Sturz in den Tod (German Edition)
Dicht vor Romys Füßen machten die Enten halt. Romy
verließ ihren Platz und wechselte auf die andere Straßenseite. Dann sah sie
ihre Mutter kommen, erneut sehr elegant gekleidet. Elisabeth Bergmann ging auf
das Café zu, sah sich suchend um und wählte einen Tisch, der abseits des
Hauptbetriebes aufgestellt worden war. Sie setzte sich, langte nach der Karte,
legte sie gleich darauf wieder weg und sah auf die Uhr. Den Gruß eines älteren
Mannes, der vorbeiging, erwiderte sie reserviert. Danach holte sie aus ihrer
Tasche eine Sonnenbrille und setzte sie auf. Sie rückte ihren Stuhl so hin,
dass sie mit dem Rücken zum Gehweg saß, auf dem zunehmend mehr Leute an den
Schaufenstern der Geschäfte entlangflanierten.
Romy trat die Zigarette aus und ging an den Tisch
ihrer Mutter.
Mit einem »Hallo« zog sie einen der Stühle nach
hinten und setzte sich.
Ihre Mutter sah sie durch die Brille an. »Wir
hätten uns lieber woanders treffen sollen.«
»Möchtest du woanders hingehen?«, fragte Romy
eilig.
»Nein, es war ja meine Idee.
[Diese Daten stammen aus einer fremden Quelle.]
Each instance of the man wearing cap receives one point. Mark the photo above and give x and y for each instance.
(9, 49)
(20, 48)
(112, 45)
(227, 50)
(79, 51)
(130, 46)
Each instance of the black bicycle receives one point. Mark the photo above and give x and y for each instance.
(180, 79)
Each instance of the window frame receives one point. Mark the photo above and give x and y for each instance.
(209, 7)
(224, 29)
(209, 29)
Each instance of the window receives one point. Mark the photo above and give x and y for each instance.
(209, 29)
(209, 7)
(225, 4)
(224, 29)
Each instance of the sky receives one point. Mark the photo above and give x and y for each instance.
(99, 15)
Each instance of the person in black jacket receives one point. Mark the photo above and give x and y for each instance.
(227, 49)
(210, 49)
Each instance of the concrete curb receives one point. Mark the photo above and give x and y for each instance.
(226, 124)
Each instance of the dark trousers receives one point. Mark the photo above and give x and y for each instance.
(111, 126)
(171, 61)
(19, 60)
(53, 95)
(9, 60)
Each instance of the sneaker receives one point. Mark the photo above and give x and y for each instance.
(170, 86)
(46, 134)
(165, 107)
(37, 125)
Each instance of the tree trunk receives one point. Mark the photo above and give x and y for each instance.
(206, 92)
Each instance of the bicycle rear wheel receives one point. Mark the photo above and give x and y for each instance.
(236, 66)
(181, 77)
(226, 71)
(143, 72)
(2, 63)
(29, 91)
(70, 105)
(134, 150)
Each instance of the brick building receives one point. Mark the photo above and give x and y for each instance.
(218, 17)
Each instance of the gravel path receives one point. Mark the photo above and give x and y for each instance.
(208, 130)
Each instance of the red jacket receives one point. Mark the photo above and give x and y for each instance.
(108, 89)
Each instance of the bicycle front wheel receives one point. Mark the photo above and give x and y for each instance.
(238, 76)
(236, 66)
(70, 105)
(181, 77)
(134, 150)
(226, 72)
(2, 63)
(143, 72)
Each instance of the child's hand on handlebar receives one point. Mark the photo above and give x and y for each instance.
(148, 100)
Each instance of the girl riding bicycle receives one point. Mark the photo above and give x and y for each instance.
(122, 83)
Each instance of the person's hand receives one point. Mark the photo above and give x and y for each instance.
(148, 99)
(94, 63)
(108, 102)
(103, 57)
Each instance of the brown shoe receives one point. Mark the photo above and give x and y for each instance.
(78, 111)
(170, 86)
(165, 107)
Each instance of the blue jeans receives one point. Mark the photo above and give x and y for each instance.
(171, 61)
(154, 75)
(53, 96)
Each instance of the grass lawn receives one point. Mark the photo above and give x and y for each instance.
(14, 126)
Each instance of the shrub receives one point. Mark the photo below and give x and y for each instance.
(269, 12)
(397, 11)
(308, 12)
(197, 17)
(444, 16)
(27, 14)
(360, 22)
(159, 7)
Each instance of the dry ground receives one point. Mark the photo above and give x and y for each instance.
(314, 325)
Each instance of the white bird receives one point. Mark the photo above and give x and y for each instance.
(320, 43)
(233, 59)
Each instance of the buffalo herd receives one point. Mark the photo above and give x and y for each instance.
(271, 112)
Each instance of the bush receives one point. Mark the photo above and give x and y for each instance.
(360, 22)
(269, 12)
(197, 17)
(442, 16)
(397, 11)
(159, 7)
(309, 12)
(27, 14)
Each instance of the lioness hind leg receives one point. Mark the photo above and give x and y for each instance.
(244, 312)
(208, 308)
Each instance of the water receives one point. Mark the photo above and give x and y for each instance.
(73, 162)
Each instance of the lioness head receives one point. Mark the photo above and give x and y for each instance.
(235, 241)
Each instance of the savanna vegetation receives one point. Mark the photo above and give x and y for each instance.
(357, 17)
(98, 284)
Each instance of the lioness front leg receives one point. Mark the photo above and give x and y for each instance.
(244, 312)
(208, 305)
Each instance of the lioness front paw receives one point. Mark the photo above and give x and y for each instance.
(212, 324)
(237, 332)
Ich hatte nur keine
Ahnung, dass um diese Zeit schon so viele Leute unterwegs sind. Wir sitzen
zufällig zusammen und unterhalten uns. Es wird niemand darauf kommen, wer du
bist.«
Romy nahm die Karte.
»Such dir etwas aus, ich lade dich ein«, sagte
ihre Mutter.
Romy legte die Karte weg.
»Du brauchst mich nicht einzuladen.«
Der Kellner kam und stellte sich mit fragendem
Blick an den Tisch.
»Einen Kaffee bitte«, sagte Romy.
Elisabeth Bergmann bestellte grünen Tee. Die
beiden Frauen saßen schweigend da und sahen in verschiedene Richtungen.
Irgendwo auf der Promenade begann ein Männerchor russische Lieder zu singen.
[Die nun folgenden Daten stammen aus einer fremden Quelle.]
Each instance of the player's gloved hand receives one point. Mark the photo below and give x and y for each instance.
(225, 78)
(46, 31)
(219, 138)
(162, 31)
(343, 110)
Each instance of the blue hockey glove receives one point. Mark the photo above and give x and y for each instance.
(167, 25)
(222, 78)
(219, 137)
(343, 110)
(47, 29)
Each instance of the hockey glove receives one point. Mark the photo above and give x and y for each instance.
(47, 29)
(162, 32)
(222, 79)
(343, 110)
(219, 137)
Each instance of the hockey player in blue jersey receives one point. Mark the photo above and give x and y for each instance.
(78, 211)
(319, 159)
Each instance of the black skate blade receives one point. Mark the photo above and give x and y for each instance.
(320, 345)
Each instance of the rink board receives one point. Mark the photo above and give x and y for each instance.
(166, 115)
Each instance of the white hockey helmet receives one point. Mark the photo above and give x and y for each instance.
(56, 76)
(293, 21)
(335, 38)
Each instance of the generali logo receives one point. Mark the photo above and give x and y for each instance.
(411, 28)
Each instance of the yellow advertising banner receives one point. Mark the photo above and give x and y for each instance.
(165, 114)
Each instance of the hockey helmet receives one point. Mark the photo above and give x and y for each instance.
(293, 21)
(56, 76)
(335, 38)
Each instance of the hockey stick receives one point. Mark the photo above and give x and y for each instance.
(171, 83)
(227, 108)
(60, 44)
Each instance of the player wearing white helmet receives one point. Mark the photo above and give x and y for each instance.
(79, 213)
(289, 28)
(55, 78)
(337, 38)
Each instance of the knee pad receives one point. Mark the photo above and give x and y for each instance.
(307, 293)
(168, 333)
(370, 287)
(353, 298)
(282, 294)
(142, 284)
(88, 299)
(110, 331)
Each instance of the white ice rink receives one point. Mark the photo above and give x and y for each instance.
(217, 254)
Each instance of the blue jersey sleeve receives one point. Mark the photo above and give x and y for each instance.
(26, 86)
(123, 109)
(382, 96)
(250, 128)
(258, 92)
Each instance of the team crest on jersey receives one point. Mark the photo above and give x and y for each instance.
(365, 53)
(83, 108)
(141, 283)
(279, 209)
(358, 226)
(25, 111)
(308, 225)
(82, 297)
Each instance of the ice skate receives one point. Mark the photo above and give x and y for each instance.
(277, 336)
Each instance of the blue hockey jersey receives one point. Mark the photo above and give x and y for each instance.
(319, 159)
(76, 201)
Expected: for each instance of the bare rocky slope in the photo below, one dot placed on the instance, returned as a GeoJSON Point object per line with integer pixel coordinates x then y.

Die Getränke kamen in Kännchen. Romy nippte an ihrem viel zu heißen Kaffee.
Elisabeth Bergmann nahm vom braunen Zucker und rührte lange in ihrer Tasse. Das
Geräusch machte Romy noch nervöser. Ihre Mutter trank einen Schluck, setzte die
Tasse ab und sah sie an.
»Weißt du, was verrückt ist?«
Romy schüttelte den Kopf.
»Du siehst ihr sogar ein bisschen ähnlich.«
»Wem?«
»Romy!«
Romy verstand nicht. Die Mutter stellte die Tasse
ab und sagte, als wäre Romy dumm: »Romy Schneider!«
Romy war noch nie auf die Idee gekommen, dass
zwischen ihr und Romy Schneider eine Ähnlichkeit bestehen könnte.
Elisabeth Bergmann fixierte sie. »Ach, ich fand
die so toll. Eine so schöne Frau. Als Sissi, unglaublich.«
»Deshalb hast du mich so genannt?«, fragte Romy.
Ihre Mutter zog die Schultern hoch, nahm die
Tasse und trank mit abgespreiztem Finger einen weiteren Schluck.
»Und dich hast du auch Romy genannt, wegen Romy
Schneider«, fügte Romy hinzu.
Elisabeth Bergmann zuckte zusammen, und etwas Tee
landete auf ihrem weißen Rock. Sie stellte die Tasse ab und strich über den
nassen Fleck.
»Das hast du also auch rausbekommen?«
Romy steckte sich eine Zigarette an. »Ich möchte
eigentlich nur wissen, weshalb du mich nicht behalten hast.«
Bis heute Morgen hatte sie ihrer Mutter noch
vorwerfen wollen, dass sie sie ins Heim abgeschoben hatte. Und jetzt? Tat ihr
diese fremde Frau, die ihre Mutter war, etwa leid?
Elisabeth Bergmann sah angewidert zu, wie Romy
den Rauch der Zigarette inhalierte.
»So viele Jahre später. Wozu?«
»Weil du mir das schuldig bist!«
»Das war doch eine ganz andere Zeit. Es war das
Beste so. Für alle«, sagte Elisabeth Bergmann.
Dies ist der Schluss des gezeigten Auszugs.